As a result, each transaction’s user-specified logic can be executed at each shard with an absolute minimum of runtime synchronization between shards or replicas to slow it down, even if the transaction’s logic requires it to access records at multiple shards. By minimizing the time that locks are held, concurrency can be greatly increased, thereby leading to near-linear scalability on a commodity cluster of machines.

Strongly consistent global replication

Calvin’s deterministic execution semantics provide an additional benefit: replicating transactional input is sufficient to achieve strongly consistent replication. Since replicating batches of transaction requests is extremely inexpensive and happens before the transactions acquire locks and begin executing, Calvin’s transactional throughput capacity does not depend at all on its replication configuration.

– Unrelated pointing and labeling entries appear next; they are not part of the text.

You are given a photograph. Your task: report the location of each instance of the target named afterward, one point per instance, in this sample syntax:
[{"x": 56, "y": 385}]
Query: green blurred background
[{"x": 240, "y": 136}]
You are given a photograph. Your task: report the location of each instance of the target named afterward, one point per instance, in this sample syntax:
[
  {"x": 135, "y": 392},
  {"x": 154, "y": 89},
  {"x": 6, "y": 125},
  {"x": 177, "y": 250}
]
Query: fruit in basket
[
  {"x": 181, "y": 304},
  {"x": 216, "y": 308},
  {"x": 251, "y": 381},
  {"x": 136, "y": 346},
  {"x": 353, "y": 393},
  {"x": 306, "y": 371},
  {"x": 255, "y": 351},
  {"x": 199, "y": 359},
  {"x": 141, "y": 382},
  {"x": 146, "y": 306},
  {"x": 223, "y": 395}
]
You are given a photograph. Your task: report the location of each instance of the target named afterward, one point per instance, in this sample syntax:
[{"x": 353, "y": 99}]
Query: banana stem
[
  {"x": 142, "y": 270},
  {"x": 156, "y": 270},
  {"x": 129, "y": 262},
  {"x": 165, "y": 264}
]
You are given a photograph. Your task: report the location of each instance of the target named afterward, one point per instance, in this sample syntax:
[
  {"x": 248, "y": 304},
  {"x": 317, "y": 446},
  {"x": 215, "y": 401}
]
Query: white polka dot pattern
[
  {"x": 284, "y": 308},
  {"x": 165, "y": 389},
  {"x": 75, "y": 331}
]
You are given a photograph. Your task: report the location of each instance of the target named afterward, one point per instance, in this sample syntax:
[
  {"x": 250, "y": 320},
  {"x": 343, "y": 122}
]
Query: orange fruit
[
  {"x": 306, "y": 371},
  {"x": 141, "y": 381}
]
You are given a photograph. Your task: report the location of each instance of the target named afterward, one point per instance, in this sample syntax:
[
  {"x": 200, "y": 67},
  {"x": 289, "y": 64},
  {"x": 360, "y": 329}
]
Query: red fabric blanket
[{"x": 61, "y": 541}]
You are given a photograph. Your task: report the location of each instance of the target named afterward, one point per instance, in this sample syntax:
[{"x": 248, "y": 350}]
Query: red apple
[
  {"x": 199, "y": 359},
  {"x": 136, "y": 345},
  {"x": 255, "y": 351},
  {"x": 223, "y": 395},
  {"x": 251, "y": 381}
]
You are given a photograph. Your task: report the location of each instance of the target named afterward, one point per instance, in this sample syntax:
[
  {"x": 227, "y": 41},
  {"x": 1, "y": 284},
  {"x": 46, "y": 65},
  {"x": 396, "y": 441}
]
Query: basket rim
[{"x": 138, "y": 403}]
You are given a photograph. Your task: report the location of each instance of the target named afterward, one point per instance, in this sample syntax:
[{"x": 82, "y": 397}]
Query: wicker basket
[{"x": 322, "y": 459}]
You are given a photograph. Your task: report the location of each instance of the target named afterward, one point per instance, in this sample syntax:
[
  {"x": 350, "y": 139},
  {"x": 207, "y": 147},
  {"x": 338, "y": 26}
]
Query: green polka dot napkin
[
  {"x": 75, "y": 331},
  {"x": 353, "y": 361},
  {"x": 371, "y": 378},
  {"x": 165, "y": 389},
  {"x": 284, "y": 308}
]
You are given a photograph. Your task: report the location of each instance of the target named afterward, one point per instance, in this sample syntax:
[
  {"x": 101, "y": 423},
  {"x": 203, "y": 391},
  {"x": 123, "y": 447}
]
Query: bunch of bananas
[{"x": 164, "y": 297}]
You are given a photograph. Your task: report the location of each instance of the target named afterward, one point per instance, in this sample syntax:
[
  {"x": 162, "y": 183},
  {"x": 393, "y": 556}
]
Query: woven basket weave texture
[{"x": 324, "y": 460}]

In other words, not only can Calvin can run 500,000 transactions per second on 100 EC2 instances in Amazon’s US East (Virginia) data center, it can maintain strongly-consistent, up-to-date 100-node replicas in Amazon’s Europe (Ireland) and US West (California) data centers---at no cost to throughput.

Calvin accomplishes this by having replicas perform the actual processing of transactions completely independently of one another, maintaining strong consistency without having to constantly synchronize transaction results between replicas. (Calvin’s end-to-end transaction latency does depend on message delays between replicas, of course---there is no getting around the speed of light.)

Flexible data model

So where does Calvin fall in the OldSQL/NewSQL/NoSQL trichotomy?

Actually, nowhere. Calvin is not a database system itself, but rather a transaction scheduling and replication coordination service. We designed the system to integrate with any data storage layer, relational or otherwise. Calvin allows user transaction code to access the data layer freely, using any data access language or interface supported by the underlying storage engine (so long as Calvin can observe which records user transactions access). The experiments presented in the paper use a custom key-value store. More recently, we’ve hooked Calvin up to Google’s LevelDB and added support for SQL-based data access within transactions, building relational tables on top of LevelDB’s efficient sorted-string storage.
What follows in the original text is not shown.